# 'Birthday crocodile' escapes from backyard pond



## Fuscus (Apr 30, 2012)

This properly shouldn't be in the news section but
'Birthday crocodile' escapes from backyard pond | News.com.au


----------



## scorps (Apr 30, 2012)

Omg there could possibly be a baby fresh loose in darwin, haha, the media will report on anything.


----------



## Origamislice (Apr 30, 2012)

why would you buy a crocodile for a 12 yr old? once the kid moves out they are likely going to have to look after it, well maybe not anymore...


----------



## scorps (Apr 30, 2012)

I think it's more funny because they made a big article over the fact there's an escapee hatchling freshy in Darwin lol


----------



## RandomBeardies28 (Apr 30, 2012)

Omg! Not Darwin! What ever will we do?! Haha


----------



## Frozenmouse (Apr 30, 2012)

The NT news are obliged to have a crocodile story every week during the tourist season.


----------



## SteveNT (Apr 30, 2012)

That's it! I'm leaving. Giant salties, box jellies, cone shells, cyclones, floods.........
......and now a hatchy freshie!!!!!!

It's the final straw!


----------



## galeru (Apr 30, 2012)

someone is going to get the shock of their lives when a find a baby freshie in their backyard


----------



## Ezmay (Apr 30, 2012)

poor kid lost his bday prezzie  i feel bad for him!!


----------



## woody101 (Apr 30, 2012)

Wish i got a baby freshie when i was 12


----------



## TaraLeigh (Apr 30, 2012)

*shakes head*


----------



## Ezmay (Apr 30, 2012)

i prob woulda crapped myself if someone gave me a croc when i was 12... :shock:
luv my man now tho, lol


----------



## bowdnboy (Apr 30, 2012)

Unfortunately, but I wonder if rather than escaped, maybe stolen from above by our feathery friends????


----------



## Nes88c (Apr 30, 2012)

Fuscus said:


> This properly shouldn't be in the news section but
> 'Birthday crocodile' escapes from backyard pond | News.com.au



there's always silly news about crocs in the paper in Darwin. lol
My dad lives there in I remember reading many stories on my first visit there about people finding crocs in their pools. 
Even one about the local pool shutting down because they found a baby saltie in the pool... 

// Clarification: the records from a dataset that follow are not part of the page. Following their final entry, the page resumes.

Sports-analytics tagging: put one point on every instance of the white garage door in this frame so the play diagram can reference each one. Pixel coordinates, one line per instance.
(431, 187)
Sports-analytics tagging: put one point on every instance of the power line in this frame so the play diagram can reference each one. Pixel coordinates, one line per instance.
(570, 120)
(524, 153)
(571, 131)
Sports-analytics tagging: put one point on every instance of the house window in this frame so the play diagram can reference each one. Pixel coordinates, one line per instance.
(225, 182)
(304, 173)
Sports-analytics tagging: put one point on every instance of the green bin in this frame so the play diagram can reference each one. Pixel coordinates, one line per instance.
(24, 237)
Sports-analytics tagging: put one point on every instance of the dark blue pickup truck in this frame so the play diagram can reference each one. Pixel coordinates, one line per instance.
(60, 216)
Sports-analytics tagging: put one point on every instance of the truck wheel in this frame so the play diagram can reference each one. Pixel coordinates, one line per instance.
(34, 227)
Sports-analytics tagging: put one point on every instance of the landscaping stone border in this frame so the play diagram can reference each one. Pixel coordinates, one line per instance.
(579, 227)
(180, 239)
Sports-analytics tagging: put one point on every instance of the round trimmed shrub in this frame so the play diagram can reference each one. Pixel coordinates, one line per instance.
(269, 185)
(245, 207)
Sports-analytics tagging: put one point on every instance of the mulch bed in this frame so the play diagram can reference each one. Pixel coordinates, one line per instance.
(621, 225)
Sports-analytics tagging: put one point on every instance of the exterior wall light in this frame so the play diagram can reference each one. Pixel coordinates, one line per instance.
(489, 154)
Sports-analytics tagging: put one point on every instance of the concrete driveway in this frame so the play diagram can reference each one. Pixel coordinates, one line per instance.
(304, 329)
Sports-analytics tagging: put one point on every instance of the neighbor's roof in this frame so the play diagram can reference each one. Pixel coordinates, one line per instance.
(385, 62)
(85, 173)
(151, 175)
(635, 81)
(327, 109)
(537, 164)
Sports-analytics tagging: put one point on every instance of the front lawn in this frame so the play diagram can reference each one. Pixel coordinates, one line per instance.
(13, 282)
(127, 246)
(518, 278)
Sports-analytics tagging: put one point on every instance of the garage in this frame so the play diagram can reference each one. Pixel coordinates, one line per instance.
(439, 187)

so to the locals its not news. lol


----------



## Fuscus (May 5, 2012)

Frozenmouse said:


> The NT news are obliged to have a crocodile story every week during the tourist season.


Croc attacks are supposed to boast tourist numbers


----------



## reptalica (May 5, 2012)

Sighting a croc in darwin goes hand in hand like bread and butter.

Must have been a slow news day.


----------



## getarealdog (May 5, 2012)

There goes the neighbourhood! lol


----------